Our society is shifting to a network society (Castells, 1996), which makes boundaries between organizations more permeable and vague (Alexander, 1992). This increases complexity of governmental ICT projects. For example, the OECD (Hyysalo & Lehenkari, 2003) published a report on e-government in Finland stressing the challenge of coordinating the collaboration between governmental bodies on large ICT projects. Finland is not the only country facing such challenges (Ernst & Young, 2007); in Dutch Healthcare, the challenge of coordination is even bigger, as networks are not only horizontal (same organizations working together) but also vertical (e.g., healthcare chains) (Hong, 2002).

Networks of organizations are increasingly undertaking planning of a portfolio of Inter-organizational systems that helps to achieve the common goals of the network. This is referred to as Inter-Organizational Strategic Information System Planning (IOSISP) (Spil & Salmela, 2007). Sadly, academic studies on IOSISP are still rare. A study of relevant literature shows that most research so far focuses on either SISP in a single organization or governance issues of Inter-Organizational information systems and networks. Like SISP, networks seem to vary in the way they approach IOSISP (Finnegan, Galliers, & Powell, 2003).

Methods for evaluating a SISP study are fairly well documented.
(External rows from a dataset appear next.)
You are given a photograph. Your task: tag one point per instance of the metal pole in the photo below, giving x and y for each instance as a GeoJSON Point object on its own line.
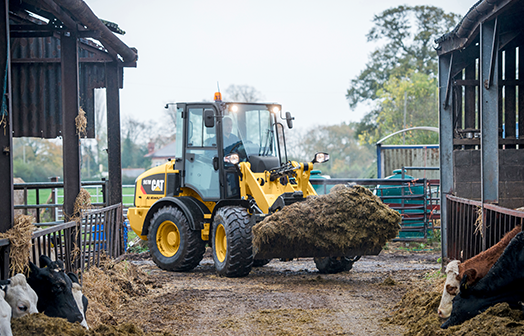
{"type": "Point", "coordinates": [6, 135]}
{"type": "Point", "coordinates": [113, 76]}
{"type": "Point", "coordinates": [446, 148]}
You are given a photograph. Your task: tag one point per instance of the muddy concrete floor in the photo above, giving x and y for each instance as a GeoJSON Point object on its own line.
{"type": "Point", "coordinates": [280, 298]}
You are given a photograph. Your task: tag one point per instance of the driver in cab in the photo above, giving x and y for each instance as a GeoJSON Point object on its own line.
{"type": "Point", "coordinates": [229, 138]}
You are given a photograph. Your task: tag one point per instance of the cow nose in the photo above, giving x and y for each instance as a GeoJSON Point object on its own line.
{"type": "Point", "coordinates": [75, 318]}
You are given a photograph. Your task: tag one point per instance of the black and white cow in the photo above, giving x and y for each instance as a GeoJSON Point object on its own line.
{"type": "Point", "coordinates": [54, 289]}
{"type": "Point", "coordinates": [21, 297]}
{"type": "Point", "coordinates": [503, 283]}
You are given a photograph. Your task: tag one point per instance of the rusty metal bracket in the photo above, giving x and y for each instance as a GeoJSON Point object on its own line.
{"type": "Point", "coordinates": [448, 84]}
{"type": "Point", "coordinates": [494, 50]}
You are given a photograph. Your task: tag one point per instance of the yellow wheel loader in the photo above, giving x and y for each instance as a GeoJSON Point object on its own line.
{"type": "Point", "coordinates": [229, 172]}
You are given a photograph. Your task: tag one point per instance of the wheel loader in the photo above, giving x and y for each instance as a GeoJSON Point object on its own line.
{"type": "Point", "coordinates": [229, 172]}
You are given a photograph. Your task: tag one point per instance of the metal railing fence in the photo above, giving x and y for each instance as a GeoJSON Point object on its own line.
{"type": "Point", "coordinates": [466, 235]}
{"type": "Point", "coordinates": [50, 211]}
{"type": "Point", "coordinates": [78, 244]}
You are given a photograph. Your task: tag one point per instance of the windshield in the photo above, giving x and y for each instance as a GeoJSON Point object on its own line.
{"type": "Point", "coordinates": [248, 129]}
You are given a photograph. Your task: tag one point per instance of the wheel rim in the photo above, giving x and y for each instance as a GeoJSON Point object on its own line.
{"type": "Point", "coordinates": [168, 239]}
{"type": "Point", "coordinates": [221, 243]}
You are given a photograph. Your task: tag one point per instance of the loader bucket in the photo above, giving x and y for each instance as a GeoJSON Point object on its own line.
{"type": "Point", "coordinates": [349, 221]}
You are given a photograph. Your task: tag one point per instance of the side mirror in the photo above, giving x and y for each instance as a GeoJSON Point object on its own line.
{"type": "Point", "coordinates": [209, 118]}
{"type": "Point", "coordinates": [289, 120]}
{"type": "Point", "coordinates": [320, 157]}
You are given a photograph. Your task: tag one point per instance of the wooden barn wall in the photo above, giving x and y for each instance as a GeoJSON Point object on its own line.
{"type": "Point", "coordinates": [466, 143]}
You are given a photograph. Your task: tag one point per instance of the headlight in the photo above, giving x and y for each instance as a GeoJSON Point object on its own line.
{"type": "Point", "coordinates": [320, 157]}
{"type": "Point", "coordinates": [232, 158]}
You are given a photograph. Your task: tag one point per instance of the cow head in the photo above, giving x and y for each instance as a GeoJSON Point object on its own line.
{"type": "Point", "coordinates": [465, 306]}
{"type": "Point", "coordinates": [5, 316]}
{"type": "Point", "coordinates": [450, 289]}
{"type": "Point", "coordinates": [21, 297]}
{"type": "Point", "coordinates": [54, 290]}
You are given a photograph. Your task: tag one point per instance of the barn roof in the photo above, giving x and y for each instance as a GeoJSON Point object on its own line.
{"type": "Point", "coordinates": [467, 31]}
{"type": "Point", "coordinates": [35, 28]}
The conceptual framework presented by King (1988) provides a good basis for evaluating SISP. Baker, (1995), Lederer and Salmela (1996) and Brown (2004) provide a more dynamic model. Additionally, survey instruments have been developed that researchers can use in measuring planning success according to predefined dimensions (Segars & Grover, 1999). This research adopts these frameworks to evaluate the processes of SISP in two cases of network organizations. In addition to this theory on SISP evaluation, the paper also makes a more situational evaluation of SISP. The differences between these two evaluations are then discussed. While supporting the prior evaluation methods, the paper suggests that also a contextual evaluation can provide interesting insights and promote learning.

In terms of IOSISP process dimensions, prior research on inter-organizational systems suggests fairly emergent forms of planning between different stakeholder groups. The formulation and implementation of IOS strategy is typically described as an emergent process driven by perceptions of power, interest and environmental forces which are only partially controlled (Boonstra & Vries, 2005; Konsynski & Tiwana, 2004). Often, individual companies make their own strategies, which are based on assumptions related to other networks parties’ expectations and future actions (Phan, 2001). It is, however, very common that the outcomes are different from what was originally planned by individual parties (Boddy, 2000; Pouloudi & Whiteley, 1997)

Although planning processes between different parties tend to be emergent (i.e., characterised by low comprehensiveness and formalization and limited participation), there are also reasons to believe that a more comprehensive planning—in particular in a favourable context—could lead to better outcomes. For instance, comprehensive planning could lead to improved common understanding about the benefits of IOS to all parties. The resulting common understanding has been found to better commit all parties in the network to implement systems and process changes (Chatfield & Yetton, 2000).